ITV launched a new initiative from the UK’s most recognised mental health campaign, Britain Get Talking. The broadcaster set out to encourage every school in the country to set a different kind of homework ahead of World Mental Health Day as what is on our minds can be the hardest subject.

This homework task came at a time when we’ve never needed it more — a cost of living crisis, a pandemic and troubling world events all have a negative impact on our children’s mental health like never before. In fact, mental health has declined in almost 40% of schoolchildren. Our homework task was simple - just a conversation about what’s on your mind.

To promote this message further a short film was released featuring children from across Britain, sending a powerful rallying cry to the adults in their lives: encouraging them to “do their homework and get talking.”

Describe the creative idea/insights

This World Mental Health Day, we worked with 1000s of schools around Britain to set a different kind of homework: getting kids to open up about the hardest subjects on their mind.

This homework task comes at a time when we’ve never needed it more — a cost of living crisis, a pandemic and troubling world events have all had a negative impact on our children’s mental health like never before. In fact, mental health has declined in almost 40% of schoolchildren. Our homework task was simple - not maths, not science - just a conversation about what’s on your mind.

Describe the strategy

Kids all over Britain are undergoing a mental health crisis - exacerbated by global issues like the climate crisis, wars and inflation. In fact, mental health has declined in almost 40% of schoolchildren.
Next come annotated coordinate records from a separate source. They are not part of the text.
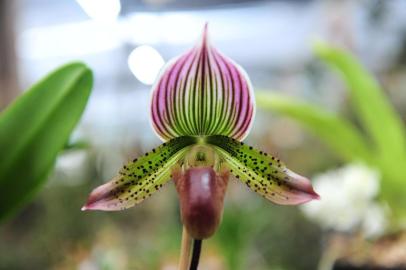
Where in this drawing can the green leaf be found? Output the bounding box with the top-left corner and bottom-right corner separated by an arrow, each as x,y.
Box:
315,42 -> 406,167
256,91 -> 373,163
205,135 -> 319,205
0,63 -> 93,220
82,136 -> 197,211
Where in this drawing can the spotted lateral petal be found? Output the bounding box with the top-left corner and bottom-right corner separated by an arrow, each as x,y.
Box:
206,136 -> 319,205
151,25 -> 255,141
82,136 -> 196,211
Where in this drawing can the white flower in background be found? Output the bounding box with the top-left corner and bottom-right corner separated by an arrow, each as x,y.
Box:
301,164 -> 387,237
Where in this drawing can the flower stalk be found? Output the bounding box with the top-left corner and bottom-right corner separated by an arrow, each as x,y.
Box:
82,25 -> 319,269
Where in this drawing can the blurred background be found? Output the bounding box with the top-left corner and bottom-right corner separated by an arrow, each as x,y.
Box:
0,0 -> 406,270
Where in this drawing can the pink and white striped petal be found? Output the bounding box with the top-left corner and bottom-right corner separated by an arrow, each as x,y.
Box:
151,24 -> 255,141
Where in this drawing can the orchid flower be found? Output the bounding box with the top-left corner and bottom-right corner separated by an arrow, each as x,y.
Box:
82,25 -> 319,239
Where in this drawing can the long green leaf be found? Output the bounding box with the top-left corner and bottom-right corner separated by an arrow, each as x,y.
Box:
256,91 -> 372,161
0,63 -> 93,220
315,42 -> 406,167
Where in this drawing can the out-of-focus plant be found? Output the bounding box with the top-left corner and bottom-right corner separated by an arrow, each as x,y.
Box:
83,25 -> 318,269
257,43 -> 406,226
0,63 -> 93,221
301,164 -> 387,238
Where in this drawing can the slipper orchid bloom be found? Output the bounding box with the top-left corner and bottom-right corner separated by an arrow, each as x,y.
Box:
82,25 -> 319,239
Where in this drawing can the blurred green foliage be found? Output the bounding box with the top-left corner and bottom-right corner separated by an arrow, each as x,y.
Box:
256,42 -> 406,224
0,63 -> 93,221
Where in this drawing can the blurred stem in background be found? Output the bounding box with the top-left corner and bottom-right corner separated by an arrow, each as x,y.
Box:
0,0 -> 18,110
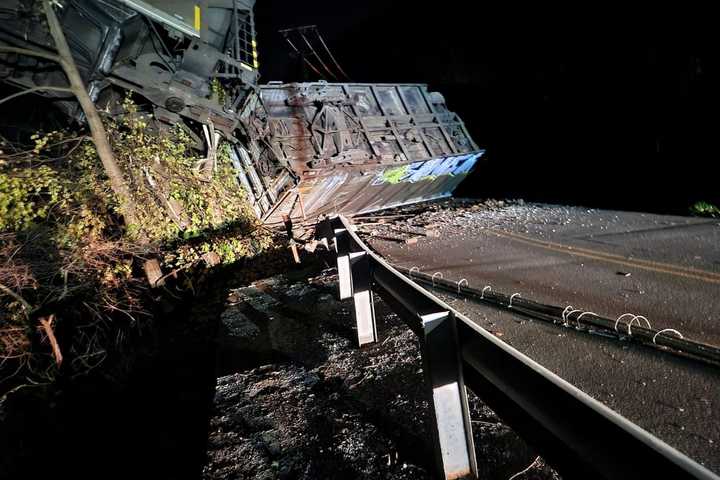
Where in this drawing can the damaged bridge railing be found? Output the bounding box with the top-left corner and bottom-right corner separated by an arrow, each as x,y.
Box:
316,216 -> 720,480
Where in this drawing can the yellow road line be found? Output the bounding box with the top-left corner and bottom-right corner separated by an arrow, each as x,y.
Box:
488,228 -> 720,283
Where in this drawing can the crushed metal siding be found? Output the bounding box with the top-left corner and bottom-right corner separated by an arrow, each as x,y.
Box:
238,82 -> 484,223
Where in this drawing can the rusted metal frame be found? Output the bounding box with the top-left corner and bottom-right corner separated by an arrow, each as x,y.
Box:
230,143 -> 263,218
396,85 -> 433,160
456,117 -> 479,150
388,85 -> 433,160
370,85 -> 410,160
341,84 -> 380,157
326,217 -> 477,479
421,89 -> 458,154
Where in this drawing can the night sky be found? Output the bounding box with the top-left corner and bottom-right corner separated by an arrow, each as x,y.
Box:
256,0 -> 720,213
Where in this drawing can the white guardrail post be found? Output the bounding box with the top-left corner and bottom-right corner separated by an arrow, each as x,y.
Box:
316,217 -> 720,480
326,220 -> 477,479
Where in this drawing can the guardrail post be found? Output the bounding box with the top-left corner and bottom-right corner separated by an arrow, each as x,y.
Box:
333,228 -> 353,300
350,251 -> 377,347
421,311 -> 477,479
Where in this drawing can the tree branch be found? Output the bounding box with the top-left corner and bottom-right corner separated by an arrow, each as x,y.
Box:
43,0 -> 137,229
0,85 -> 73,105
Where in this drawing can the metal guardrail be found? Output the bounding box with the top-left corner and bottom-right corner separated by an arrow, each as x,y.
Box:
316,216 -> 720,480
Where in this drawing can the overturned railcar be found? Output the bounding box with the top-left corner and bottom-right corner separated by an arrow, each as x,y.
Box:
0,0 -> 483,224
232,82 -> 484,224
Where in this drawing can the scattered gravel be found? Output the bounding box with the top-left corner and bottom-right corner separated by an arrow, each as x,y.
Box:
204,270 -> 558,479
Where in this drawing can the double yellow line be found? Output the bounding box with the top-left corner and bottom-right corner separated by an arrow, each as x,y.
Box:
488,228 -> 720,283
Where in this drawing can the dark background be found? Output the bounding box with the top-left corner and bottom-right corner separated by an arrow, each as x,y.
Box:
256,0 -> 720,214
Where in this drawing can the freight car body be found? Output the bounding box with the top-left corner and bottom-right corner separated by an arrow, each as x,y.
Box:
0,0 -> 483,224
233,82 -> 484,224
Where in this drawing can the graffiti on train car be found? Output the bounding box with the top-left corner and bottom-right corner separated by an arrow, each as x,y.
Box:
372,150 -> 484,186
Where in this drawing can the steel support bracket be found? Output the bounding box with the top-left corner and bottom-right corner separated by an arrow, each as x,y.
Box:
420,311 -> 477,480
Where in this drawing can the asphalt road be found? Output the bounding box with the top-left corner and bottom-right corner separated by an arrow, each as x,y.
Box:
370,205 -> 720,473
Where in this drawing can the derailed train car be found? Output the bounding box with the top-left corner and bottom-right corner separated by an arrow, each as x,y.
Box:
0,0 -> 483,223
238,82 -> 483,223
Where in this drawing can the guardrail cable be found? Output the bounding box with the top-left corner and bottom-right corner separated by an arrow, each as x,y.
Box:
395,266 -> 720,367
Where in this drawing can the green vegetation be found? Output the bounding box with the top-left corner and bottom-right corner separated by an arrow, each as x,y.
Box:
0,100 -> 274,381
690,202 -> 720,218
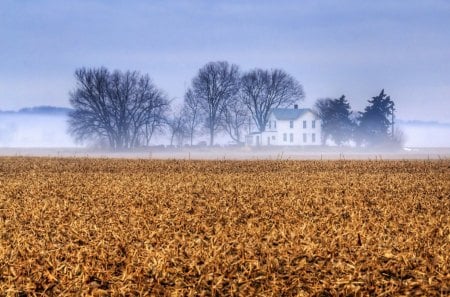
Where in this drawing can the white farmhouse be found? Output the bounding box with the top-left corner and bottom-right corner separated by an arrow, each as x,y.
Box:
246,105 -> 321,146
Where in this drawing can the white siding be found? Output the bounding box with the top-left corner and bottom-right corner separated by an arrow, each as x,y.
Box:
251,108 -> 321,146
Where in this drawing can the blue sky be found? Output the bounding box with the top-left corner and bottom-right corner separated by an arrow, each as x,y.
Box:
0,0 -> 450,122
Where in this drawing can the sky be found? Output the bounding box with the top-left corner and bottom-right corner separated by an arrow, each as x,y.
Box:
0,0 -> 450,122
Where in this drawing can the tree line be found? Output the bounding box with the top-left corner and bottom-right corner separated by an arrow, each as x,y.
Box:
315,89 -> 404,147
69,61 -> 400,150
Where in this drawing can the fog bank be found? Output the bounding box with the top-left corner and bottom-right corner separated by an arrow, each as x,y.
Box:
0,113 -> 77,148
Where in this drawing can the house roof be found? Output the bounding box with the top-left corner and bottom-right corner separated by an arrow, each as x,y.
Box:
272,108 -> 316,121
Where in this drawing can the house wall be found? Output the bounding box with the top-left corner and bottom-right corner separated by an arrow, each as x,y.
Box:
261,112 -> 321,146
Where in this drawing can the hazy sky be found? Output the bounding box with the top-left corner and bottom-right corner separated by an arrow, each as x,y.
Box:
0,0 -> 450,122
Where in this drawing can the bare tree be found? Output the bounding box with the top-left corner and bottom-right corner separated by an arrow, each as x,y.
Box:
183,89 -> 204,146
69,67 -> 169,149
240,69 -> 304,132
167,109 -> 188,146
222,96 -> 249,144
141,104 -> 170,146
188,61 -> 239,145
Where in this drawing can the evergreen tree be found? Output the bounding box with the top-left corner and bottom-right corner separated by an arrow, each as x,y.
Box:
316,95 -> 354,146
357,89 -> 395,146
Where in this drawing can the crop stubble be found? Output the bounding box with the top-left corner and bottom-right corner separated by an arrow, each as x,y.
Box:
0,158 -> 450,296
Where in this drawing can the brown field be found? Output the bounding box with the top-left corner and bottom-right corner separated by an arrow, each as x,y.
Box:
0,157 -> 450,296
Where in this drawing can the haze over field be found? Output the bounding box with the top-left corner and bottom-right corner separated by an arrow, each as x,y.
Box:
0,108 -> 450,148
0,0 -> 450,153
0,0 -> 450,122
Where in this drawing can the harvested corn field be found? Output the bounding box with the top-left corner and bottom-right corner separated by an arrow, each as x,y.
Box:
0,158 -> 450,296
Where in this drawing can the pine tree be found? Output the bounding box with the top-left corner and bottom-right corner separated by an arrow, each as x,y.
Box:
358,89 -> 395,146
316,95 -> 354,146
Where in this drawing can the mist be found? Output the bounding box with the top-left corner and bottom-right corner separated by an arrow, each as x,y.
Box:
399,121 -> 450,148
0,113 -> 80,148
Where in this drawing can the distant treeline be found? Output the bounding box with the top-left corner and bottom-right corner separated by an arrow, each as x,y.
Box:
4,61 -> 402,149
0,105 -> 73,115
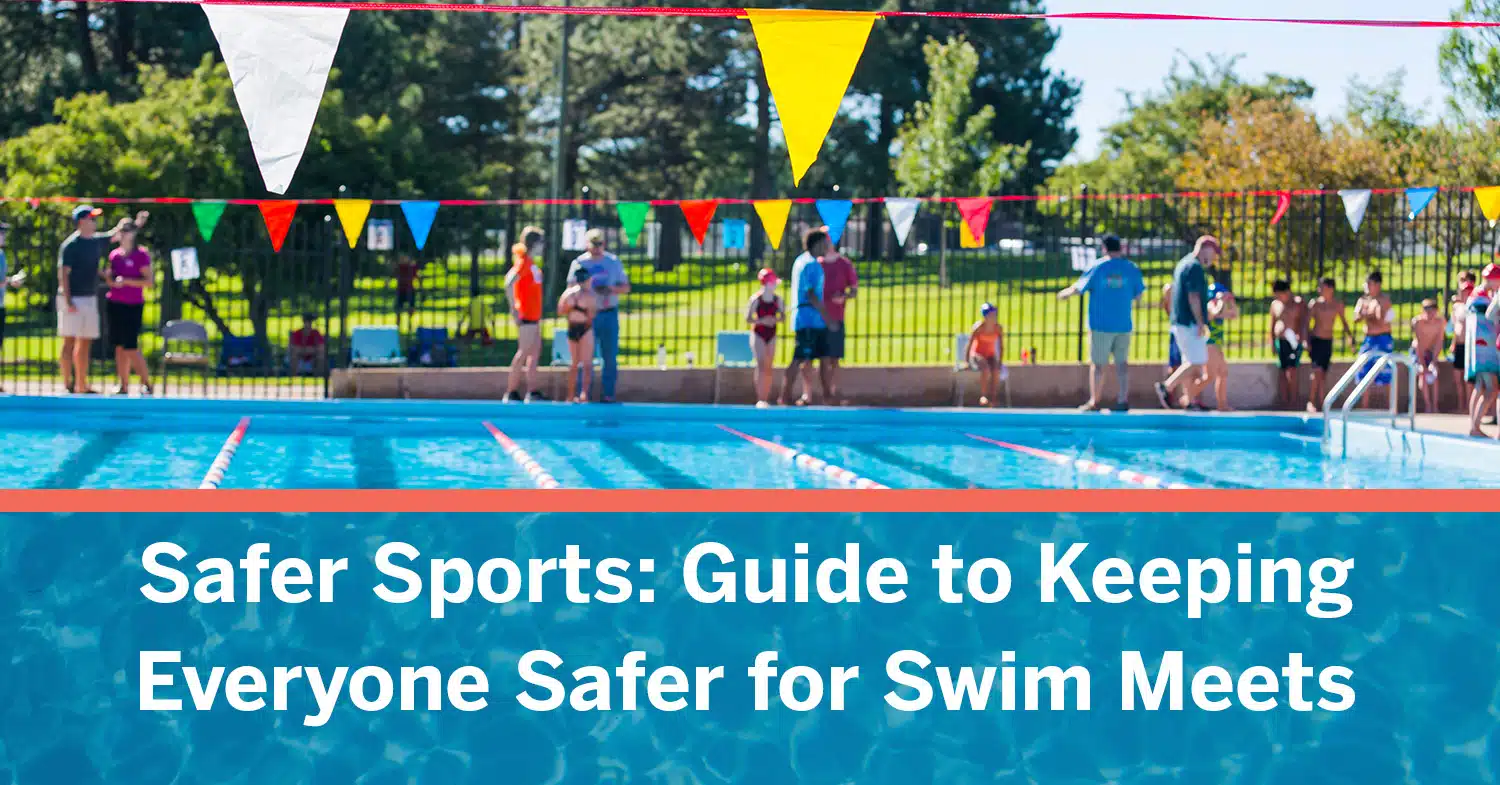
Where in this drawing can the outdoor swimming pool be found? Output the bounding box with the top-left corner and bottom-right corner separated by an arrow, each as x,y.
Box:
0,396 -> 1500,489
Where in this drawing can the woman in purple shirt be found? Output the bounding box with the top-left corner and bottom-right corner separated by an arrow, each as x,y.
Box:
104,221 -> 152,395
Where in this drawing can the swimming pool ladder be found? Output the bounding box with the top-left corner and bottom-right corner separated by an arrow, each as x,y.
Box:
1323,351 -> 1418,458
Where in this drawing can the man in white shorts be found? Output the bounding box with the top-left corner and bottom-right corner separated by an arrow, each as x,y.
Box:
57,204 -> 149,395
1157,234 -> 1220,411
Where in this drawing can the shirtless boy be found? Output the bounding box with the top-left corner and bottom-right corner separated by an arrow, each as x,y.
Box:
1412,297 -> 1448,411
1271,279 -> 1308,407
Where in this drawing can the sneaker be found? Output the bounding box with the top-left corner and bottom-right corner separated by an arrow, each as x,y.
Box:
1152,381 -> 1172,408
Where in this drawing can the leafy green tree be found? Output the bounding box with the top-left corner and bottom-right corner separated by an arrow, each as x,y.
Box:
1437,0 -> 1500,117
896,38 -> 1029,287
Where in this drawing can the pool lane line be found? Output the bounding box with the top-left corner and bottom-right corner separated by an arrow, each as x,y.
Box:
483,420 -> 561,491
965,434 -> 1193,491
198,417 -> 251,491
719,425 -> 890,491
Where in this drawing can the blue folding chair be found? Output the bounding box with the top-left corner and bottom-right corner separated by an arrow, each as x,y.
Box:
714,330 -> 755,404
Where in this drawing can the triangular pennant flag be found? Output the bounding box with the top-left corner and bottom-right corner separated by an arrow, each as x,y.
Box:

Many parents try to shield their kids from these difficult world subjects - in an attempt to protect them.

After all, in their eyes, these are grown-up issues, and kids should really just be focusing on school and homework.

But our research shows kids in primary school are already worrying about these issues - and their parents’ silence only exacerbates their concerns.

Upon learning that most kids are more likely to discuss these issues in playgrounds and classrooms rather than at home, we realised we needed to take these conversations from school into the family space.

And there was one mechanism perfectly suited to do that - homework.

Describe the execution

This task spanned a wide variety of touchpoints - rolling out a real piece of homework across thousands of British schools.We created a physical homework task in collaboration with a child psychologist and the teaching community, encouraging young people to have a chat with an adult they trust about their worries. We created assembly films which were broadcast across schools, who then completed the tasks in class and at home. . We created advertising, promos and print which showcased the issues - and a one-hour segment of live programming, featuring Susanna Reid and the Martin Lewis Money Show - where viewers could dial in around their issues.

List the results

Almost 2000 schools signed up to the campaign.

1.2M households did the homework (an adult doing the homework with the child)

7 million people took part in the campaign in some shape or form, and 2 out every 3 people who saw the campaign took action.

98% of schools say they'd run Homework again.

Our live programming was viewed by over 2 Million people.

Please tell us how the work was designed/adapted for a single country / region / market.

Kids all over Britain are undergoing a mental health crisis - exacerbated by global issues like the climate crisis, wars and inflation. In fact, mental health has declined in almost 40% of schoolchildren.

Many parents try to shield their kids from these difficult world subjects - in an attempt to protect them.

After all, in their eyes, these are grown-up issues, and kids should really just be focusing on school and homework.

But our research shows kids in primary school are already worrying about these issues - and their parents’ silence only exacerbates their concerns.

Upon learning that most kids are more likely to discuss these issues in playgrounds and classrooms rather than at home, we realised we needed to take these conversations from school into the family space.

And there was one mechanism perfectly suited to do that - homework.